In the same output, look at the last section:

==== AGENTIC RAG knows when NOT to search ====
  searches: []
  answer: Hello. Ask me about our teams and services.

For "Hello, how are you?" the agent did zero searches. A good research agent does not retrieve when retrieval would not help, which saves tokens (M20).

Step 6: Prove the second hop yourself

The agent's second search works because, after reading D1, the query now contains "Payments". Check the retrieval directly:

python -c "import corpus; print([i for i,_,_ in corpus.search('who leads Payments')])"

You should now see: a list including D3. The original question alone does not retrieve D3 (try it: corpus.search('who leads the team that runs the billing service') returns only D1). That gap is why the agent has to search twice.

Step 7 (optional, costs a few tokens): run against the real model

Put your key in .env (copy .env.example), then:

cp .env.example .env      # then edit .env and paste your key
python agent.py

You should now see: the PLAIN result missing the leader and the AGENTIC result naming Dana Okafor with citations. A real model decides its own queries; the multi-hop behaviour is the same. Steps 1 to 6 need no key.

Step 8: Show it

Post in the chat the plain answer next to the agentic answer (with its two searches and citations). One picture of why a research agent beats one-shot retrieval.

If you get stuck

ModuleNotFoundError: anthropic -> pip install anthropic python-dotenv (M4 libraries).
demo_mock.py cannot find a module -> run it from inside the folder with the solution .py files.
Agentic answer is missing the leader -> the second search did not retrieve D3; check corpus.search('who leads Payments') returns D3 and read the loop in agent.py.
ANTHROPIC_API_KEY error in Step 7 -> your .env is not named exactly .env, or the key line is wrong. See api-keys.md. Steps 1 to 6 need no key.

Check yourself

Why can't plain RAG answer "who leads the team that runs billing?"
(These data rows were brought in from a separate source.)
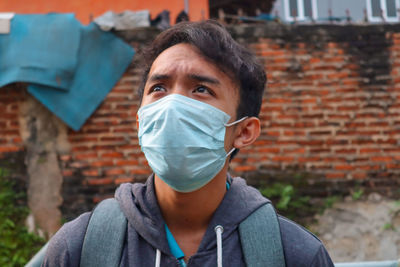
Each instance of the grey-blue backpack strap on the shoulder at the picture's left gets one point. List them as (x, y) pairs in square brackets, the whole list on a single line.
[(105, 236)]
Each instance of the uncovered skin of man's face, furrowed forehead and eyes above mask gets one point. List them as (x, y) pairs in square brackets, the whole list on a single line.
[(180, 69)]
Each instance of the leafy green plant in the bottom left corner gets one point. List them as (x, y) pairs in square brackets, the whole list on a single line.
[(17, 245)]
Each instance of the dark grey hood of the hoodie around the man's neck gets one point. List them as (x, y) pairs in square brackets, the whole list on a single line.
[(139, 204)]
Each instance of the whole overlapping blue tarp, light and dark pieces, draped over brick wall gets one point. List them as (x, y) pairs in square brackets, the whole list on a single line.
[(54, 52)]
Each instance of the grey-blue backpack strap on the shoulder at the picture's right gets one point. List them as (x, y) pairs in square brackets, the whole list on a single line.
[(260, 237)]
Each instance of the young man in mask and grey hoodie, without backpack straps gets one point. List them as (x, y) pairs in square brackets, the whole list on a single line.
[(201, 95)]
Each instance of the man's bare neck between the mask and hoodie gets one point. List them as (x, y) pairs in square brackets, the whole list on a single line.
[(191, 211)]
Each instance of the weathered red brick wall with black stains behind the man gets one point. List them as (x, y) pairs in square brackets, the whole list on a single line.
[(330, 116)]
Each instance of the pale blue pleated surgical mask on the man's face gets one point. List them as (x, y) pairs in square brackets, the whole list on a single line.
[(183, 140)]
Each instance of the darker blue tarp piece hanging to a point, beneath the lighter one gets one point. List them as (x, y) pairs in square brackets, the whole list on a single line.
[(102, 59)]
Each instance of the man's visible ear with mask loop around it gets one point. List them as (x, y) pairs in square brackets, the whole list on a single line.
[(247, 132)]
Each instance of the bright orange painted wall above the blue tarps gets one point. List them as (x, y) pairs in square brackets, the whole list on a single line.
[(198, 9)]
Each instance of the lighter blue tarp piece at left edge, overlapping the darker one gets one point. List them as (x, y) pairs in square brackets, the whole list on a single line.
[(40, 49)]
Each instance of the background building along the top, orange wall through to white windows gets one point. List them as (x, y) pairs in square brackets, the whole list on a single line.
[(289, 11)]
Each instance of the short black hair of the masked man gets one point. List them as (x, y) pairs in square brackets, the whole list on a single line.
[(216, 44)]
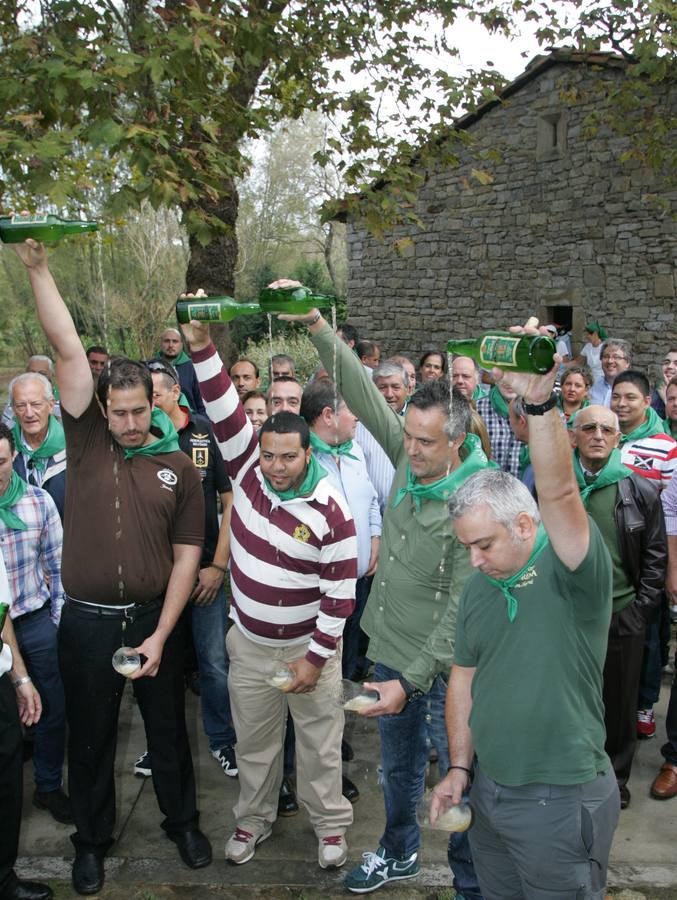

The answer needs two documents, but you only know to search for the second (the Payments lead) after reading the first (billing is run by Payments). A single retrieval on the original question finds D1, not D3, so plain RAG stops one hop short.

What changes to make RAG "agentic"?

Retrieval becomes a tool the agent calls inside the M9 loop, so the agent can search, read, refine its query, and search again as many times as it needs, then answer, instead of retrieving exactly once.

Why do citations matter for a research agent?

They let a human verify the answer and make hallucination obvious: if the answer claims something no cited document supports, that is a red flag. Grounded-with-citations is the trustworthy shape.

When should you still prefer plain RAG?

When a single lookup answers the question (a direct fact). Agentic RAG costs more (each search and reasoning step is another model call), so save it for multi-step, exploratory, or query-refining questions.